Are you sure you have transcribed it correctly?


----------



## Ovidius

Scholiast said:


> Greetings
> 
> If this is Latin at all, it is a misquotation. In the weird context of psychanalysis, _ultra uterum_ could quite literally be "beyond the womb".
> 
> But I suspect some garbling in transmission here.
> 
> Are you sure you have transcribed it correctly?



I very much appreciate your help, Scholiast.
,
In fact the author didn’t mention the phrase was Latin or not. I have checked up in the book and I’m sure I had made no mistake in transcribing it above.

Shortly before this sentence he had written another one in Latin, which is comprehensible to me, that is *Ne sutor ultra crepidam*. But this one could be some invention of his, because we commonly know that philosophers sometimes in favour of coining new terms.


----------



## Scholiast

OK.

We are dealing here with some pretentious git who thinks it appropriate to try impress with pseudo-science. (Most psycho-analysts do, but this is egregious).

These bits of "Latin" are utter nonsense.

"ne sutor ultra crepidam" could mean "lest I a shoemaker further socle"

This is entirely _merda_.


----------



## CapnPrep

Ovidius said:


> Shortly before this sentence he had written another one in Latin, which is comprehensible to me, that is *Ne sutor ultra crepidam*.

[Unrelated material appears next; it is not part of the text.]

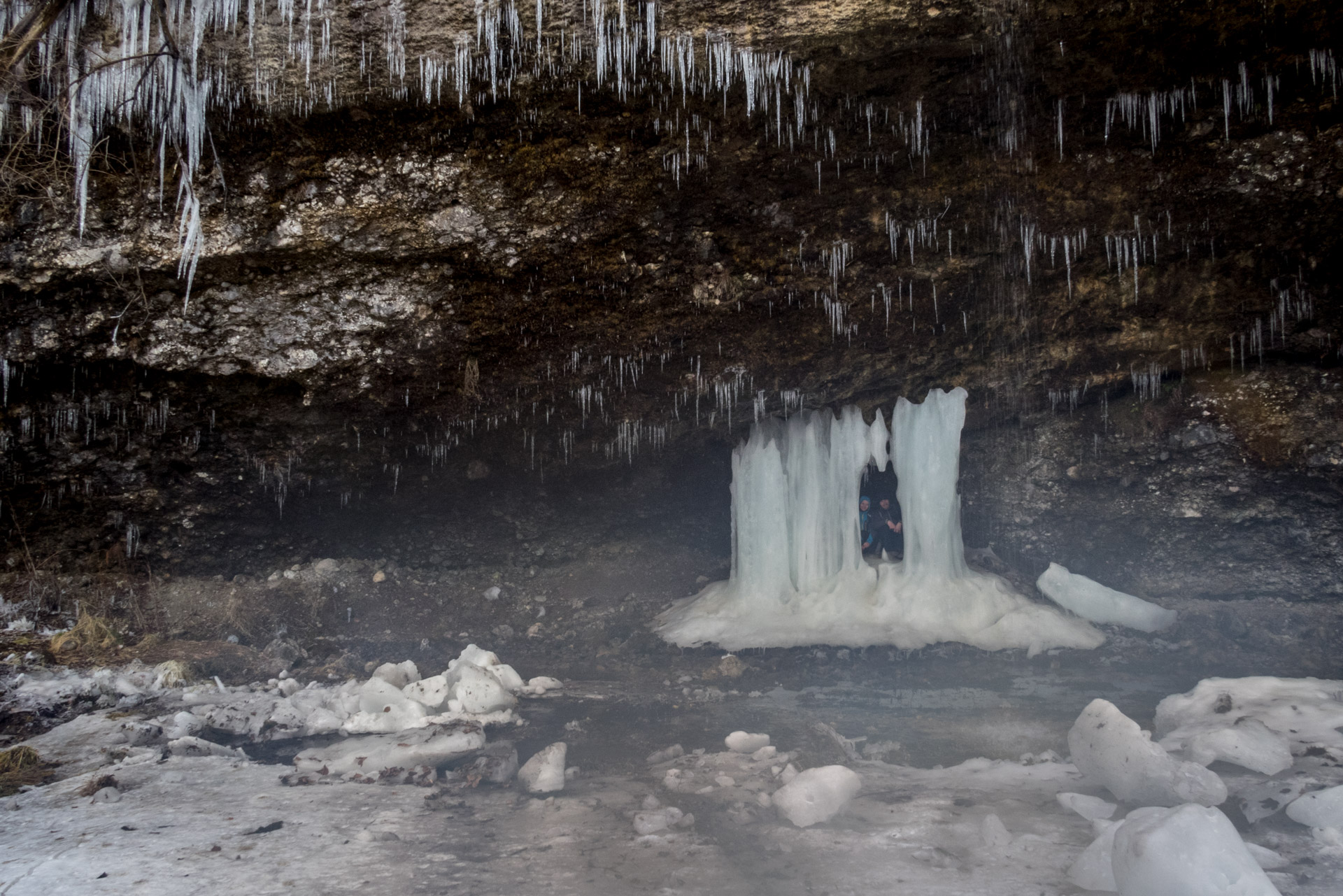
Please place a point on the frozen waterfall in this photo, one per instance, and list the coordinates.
(798, 573)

This one is a adaptation/misquotation of Pliny's _ne supra crepidam sutor iudicaret_. See this Wikipedia article for further explanation: _Sutor, ne ultra crepidam_. Your author then let his imagination run wild with this expression and made up a rather un-Latin noun _psuchor_, which I guess is supposed to mean "psychologist" or "psychiatrist". So if the first one says "Shoemaker, don't go beyond the sandal", the second one says "Shrink, don't go beyond the womb". I hope you can make some sense of this in the context of the book.


----------



## MargaritaHR

Thanks CapnPrep. You are right!! It makes sense...


----------



## Eqmeliten

CapnPrep clarifies it nicely. Google "psuchor..." and Google Books quotes enough of the book in question to show you the context.  For consistency, the usual translation of "ne sutor..." is "Let the cobbler stick to his last."


----------